ほぼ日・太田:地上0メートルから見ている感じです(笑)。最初に恵比寿のオフィスでローバーを見たときから進歩していて、本当に月面にローバーを送り込むんだということをよりリアルに感じられて。驚いたというか、取材に来れてよかったです。また、レースに出るだけでなく、宇宙開発を事業にされようと将来を見据えてやっていらっしゃることを知れて面白かったですね。

ほぼ日・岡村:このプロジェクトを成功させようとチームメンバーを集めていく 中でもさまざまな苦労があったんだろうな、とお話の端々で感じました。

ほぼ日・佐藤:私はソフト系のエンジニアなのですが、どうしてもエンジニアというのは目の前のローバーを作ることだけに興味がいってしまうように思いますが、みなさんは、人、資金、プロモーション活動などにも重点を置いていて、技術だけではプロジェクトは成り立たない、ということを意識されているのが新鮮 でした。

− そうですね、HAKUTOは様々な分野からの人の参画があることで、成り立っています。

ほぼ日・岡村:東北大にはもっとエンジニア寄りの人が多いわけですよね?

− 東北大の吉田研究室には研究室メンバー、ispaceのエンジニアがいます。私自身も東北大で行われた振動試験に同行しましたが、東京のispaceオフィスとはまた違った雰囲気がありました。こちらも取材していただけると面白いかもしれません。

アイデアを形にするのは、やりきる姿勢

− 僕たちも今後さまざまな記事を書いていこうと思っているのですが、どんな記事を書くと面白くなりそうでしょうか。

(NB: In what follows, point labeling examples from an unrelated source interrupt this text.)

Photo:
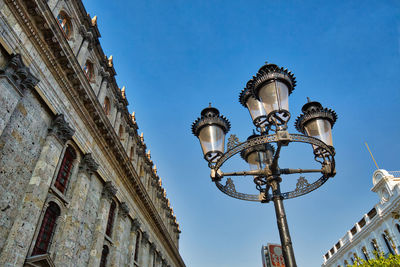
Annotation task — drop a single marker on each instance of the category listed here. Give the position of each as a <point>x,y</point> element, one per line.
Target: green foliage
<point>391,261</point>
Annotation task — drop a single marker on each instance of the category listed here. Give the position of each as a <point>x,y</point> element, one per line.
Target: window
<point>374,245</point>
<point>106,106</point>
<point>65,23</point>
<point>110,220</point>
<point>65,169</point>
<point>88,70</point>
<point>364,251</point>
<point>104,254</point>
<point>387,242</point>
<point>46,231</point>
<point>135,257</point>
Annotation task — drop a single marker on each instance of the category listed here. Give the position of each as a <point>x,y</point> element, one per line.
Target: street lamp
<point>266,96</point>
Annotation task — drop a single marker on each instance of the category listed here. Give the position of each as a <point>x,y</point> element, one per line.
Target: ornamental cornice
<point>16,71</point>
<point>88,164</point>
<point>61,129</point>
<point>135,225</point>
<point>109,190</point>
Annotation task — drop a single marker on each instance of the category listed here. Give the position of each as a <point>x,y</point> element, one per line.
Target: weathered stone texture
<point>86,231</point>
<point>20,144</point>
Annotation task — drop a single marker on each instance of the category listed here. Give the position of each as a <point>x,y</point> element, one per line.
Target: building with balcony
<point>378,231</point>
<point>78,186</point>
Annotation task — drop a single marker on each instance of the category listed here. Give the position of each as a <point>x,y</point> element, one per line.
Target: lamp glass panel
<point>256,108</point>
<point>321,129</point>
<point>257,160</point>
<point>212,138</point>
<point>274,96</point>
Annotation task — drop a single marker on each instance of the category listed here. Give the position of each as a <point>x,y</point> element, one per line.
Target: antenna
<point>372,156</point>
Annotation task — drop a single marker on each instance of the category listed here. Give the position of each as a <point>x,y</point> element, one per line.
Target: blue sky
<point>174,57</point>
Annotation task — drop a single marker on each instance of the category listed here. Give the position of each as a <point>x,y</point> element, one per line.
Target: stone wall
<point>48,104</point>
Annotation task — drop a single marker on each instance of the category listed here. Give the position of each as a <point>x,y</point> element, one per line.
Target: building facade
<point>77,183</point>
<point>378,231</point>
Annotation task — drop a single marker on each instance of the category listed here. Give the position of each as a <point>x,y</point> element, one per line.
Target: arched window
<point>135,257</point>
<point>387,242</point>
<point>106,106</point>
<point>104,254</point>
<point>121,133</point>
<point>88,70</point>
<point>65,169</point>
<point>110,220</point>
<point>43,240</point>
<point>131,154</point>
<point>65,23</point>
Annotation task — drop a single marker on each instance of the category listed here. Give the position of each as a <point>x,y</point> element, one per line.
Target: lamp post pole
<point>266,96</point>
<point>284,234</point>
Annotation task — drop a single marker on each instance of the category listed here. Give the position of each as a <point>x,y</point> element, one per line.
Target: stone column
<point>118,252</point>
<point>109,192</point>
<point>117,120</point>
<point>15,78</point>
<point>144,251</point>
<point>135,225</point>
<point>21,234</point>
<point>67,249</point>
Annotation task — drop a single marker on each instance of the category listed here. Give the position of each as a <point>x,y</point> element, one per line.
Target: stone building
<point>378,231</point>
<point>77,184</point>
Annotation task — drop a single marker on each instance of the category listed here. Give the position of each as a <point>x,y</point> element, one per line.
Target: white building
<point>377,230</point>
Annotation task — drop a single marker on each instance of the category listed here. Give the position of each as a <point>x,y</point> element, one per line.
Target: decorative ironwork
<point>301,183</point>
<point>232,141</point>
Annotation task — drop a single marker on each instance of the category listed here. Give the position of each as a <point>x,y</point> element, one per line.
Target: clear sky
<point>176,56</point>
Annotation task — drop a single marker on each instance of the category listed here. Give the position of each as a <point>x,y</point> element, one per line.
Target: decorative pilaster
<point>118,252</point>
<point>22,231</point>
<point>135,226</point>
<point>15,78</point>
<point>109,191</point>
<point>61,129</point>
<point>75,214</point>
<point>144,259</point>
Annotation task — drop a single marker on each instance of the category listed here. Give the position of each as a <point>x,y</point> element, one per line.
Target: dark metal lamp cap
<point>314,110</point>
<point>261,148</point>
<point>210,116</point>
<point>270,72</point>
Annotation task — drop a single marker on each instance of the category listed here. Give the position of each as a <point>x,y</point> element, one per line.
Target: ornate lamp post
<point>266,96</point>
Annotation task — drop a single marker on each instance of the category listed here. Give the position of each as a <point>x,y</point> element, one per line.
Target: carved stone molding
<point>145,237</point>
<point>109,190</point>
<point>123,210</point>
<point>61,129</point>
<point>88,164</point>
<point>19,74</point>
<point>135,225</point>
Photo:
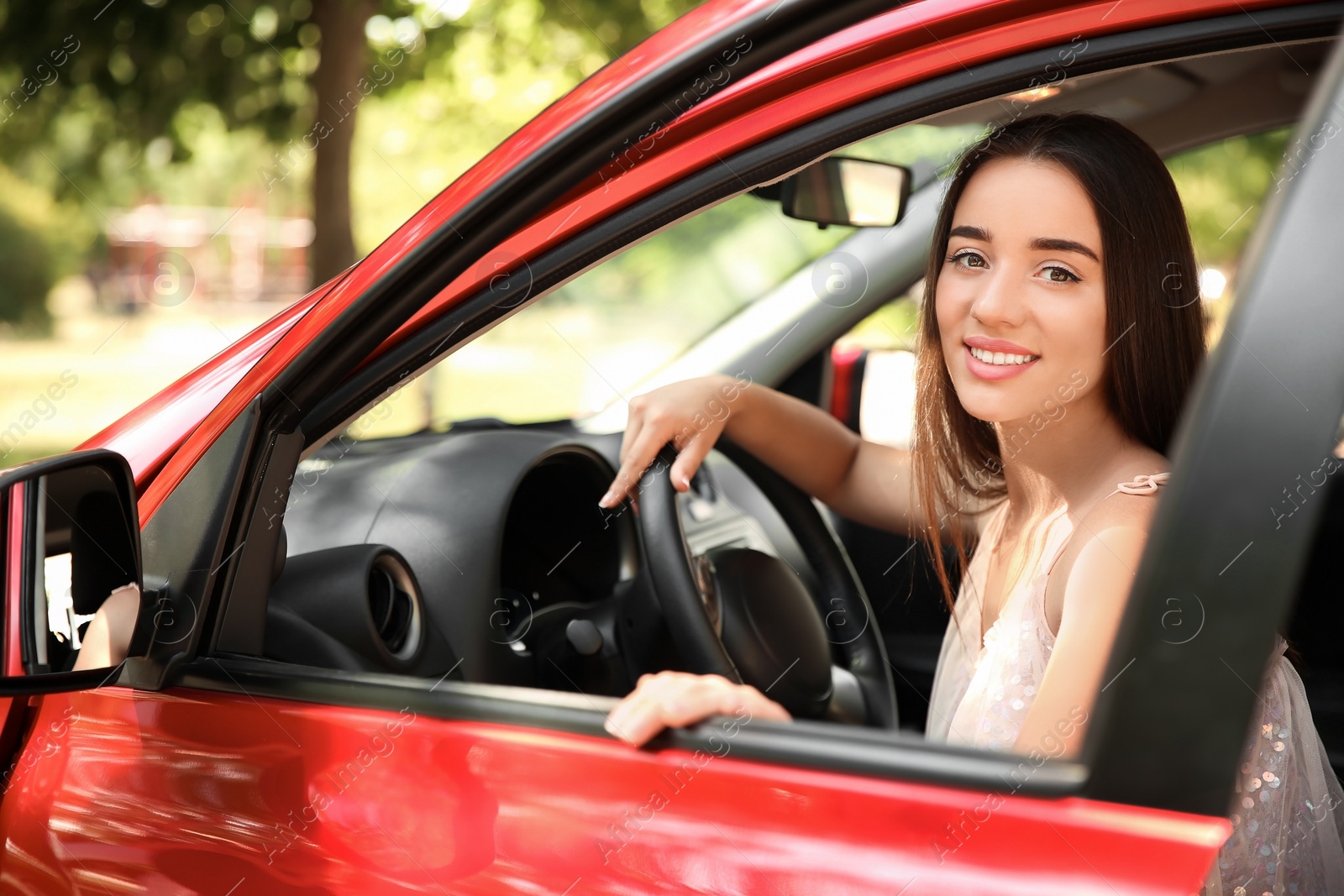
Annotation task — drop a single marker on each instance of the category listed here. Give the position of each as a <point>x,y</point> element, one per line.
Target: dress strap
<point>1142,484</point>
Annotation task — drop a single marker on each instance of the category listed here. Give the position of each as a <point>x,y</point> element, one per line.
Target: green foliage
<point>1223,187</point>
<point>27,266</point>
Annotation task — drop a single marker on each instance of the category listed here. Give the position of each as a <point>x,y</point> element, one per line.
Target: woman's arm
<point>679,699</point>
<point>862,479</point>
<point>1100,574</point>
<point>108,636</point>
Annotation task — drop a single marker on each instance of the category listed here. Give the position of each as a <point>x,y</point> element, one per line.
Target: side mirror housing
<point>853,192</point>
<point>74,531</point>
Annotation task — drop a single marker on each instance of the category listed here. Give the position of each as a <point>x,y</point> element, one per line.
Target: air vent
<point>394,606</point>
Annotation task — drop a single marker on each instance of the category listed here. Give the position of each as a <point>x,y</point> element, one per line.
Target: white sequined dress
<point>1288,815</point>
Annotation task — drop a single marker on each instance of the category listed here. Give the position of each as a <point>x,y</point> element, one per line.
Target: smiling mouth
<point>1001,359</point>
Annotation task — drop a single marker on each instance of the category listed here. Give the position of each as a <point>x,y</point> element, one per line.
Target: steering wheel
<point>746,616</point>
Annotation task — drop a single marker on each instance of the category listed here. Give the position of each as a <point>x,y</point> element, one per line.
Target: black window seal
<point>864,752</point>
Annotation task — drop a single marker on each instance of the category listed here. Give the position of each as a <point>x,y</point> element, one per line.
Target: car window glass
<point>598,336</point>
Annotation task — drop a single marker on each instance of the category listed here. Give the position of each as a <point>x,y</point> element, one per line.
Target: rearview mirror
<point>853,192</point>
<point>74,530</point>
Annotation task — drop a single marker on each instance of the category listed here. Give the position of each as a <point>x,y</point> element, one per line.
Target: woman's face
<point>1021,301</point>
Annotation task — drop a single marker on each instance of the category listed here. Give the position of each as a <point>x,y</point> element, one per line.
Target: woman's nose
<point>1000,301</point>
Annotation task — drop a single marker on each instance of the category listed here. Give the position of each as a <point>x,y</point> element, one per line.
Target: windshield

ほぼ日・奥野:そうですね。今日、お話を伺っていて思ったのは「制御」のコンテンツをやったらおもしろくないかな……と。『制御』って、マニアックに聞こえますけど。そのものズバリ「制御」というタイトルにして。

− 『制御』……ですか?

ほぼ日・太田:宇宙の技術って、いろいろ『制御』してますもんね。

ほぼ日・奥野:世の中、『制御』でできているような気がしたんです。

ほぼ日・佐藤:身の回りのものを動かしているのは、『制御』だよね。

ほぼ日・奥野:直径何メートルという巨大なパラボラアンテナの角度を、ものすごい僅かに動かすのも『制御』ですよね。一般に受けるかどうかはわからないですけど、やりようによっては、おもしろくやれそうな気がします。単純に「すごい技術の話」ですから。

− JAXAとispaceの共同で、複数の小型のローバーを自立制御し、群ロボットとして互いに情報をやり取りするという研究が始まりつつあります。また、先日Space XのFalcon9ロケットの一段目が着陸に成功しました。そういったことでしょうか?

ほぼ日・佐藤:宇宙から垂直に降りてくるだけでも、かなりの『制御』ですよね。

ほぼ日・太田:『制御』って、物事をコントロールして、自然のままでは起こらないことを起こしているわけですから。でも、このままで世の中に響くかな。もう少し大衆の気持ちをつかむ『制御』はないかな。もっともっといろんな角度で『制御すること』を深堀していけば、おもしろいコンテンツになりそうな気がしています。

− 興味を持ったことを深堀していくことで記事のアイデアを出していらっしゃる、ということでしょうか。

ほぼ日・奥野:そうかもしれないです。先ほどのように、『制御』っていいよね、という漠然としたところも含めて、自分たちが「これは面白い!」と思うことを見つけたら、まわりと雑談しながら、深く堀っていくことが多いかもしれません。

− その題材の良し悪しの判断はどのようになさっているのでしょうか。

ほぼ日・奥野:言い出した人が本当にその企画をやりたいかどうか、ちゃんと最後までやりきれるかどうか、だと思います。

− 個人の思いを重視するということでしょうか。

ほぼ日・奥野:そうですね。僕らはただ興味の赴くままに、好きなことをやっているだけなんです。そして、責任さえ持ってやれば、それでいいと思っています。HAKUTOも大きな夢を現実にしようとがんばっているところが、見ていておもしろいところだなあと思います。

PROFILE

Team HAKUTO 村井太一 / TAICHI MURAI

東京理科大学4年。大学で機械工学を専攻する傍ら、2015年春よりHAKUTOプロボノメンバーとして活動開始。2016年春よりispaceのインターンとしてもHAKUTOの活動をサポート中。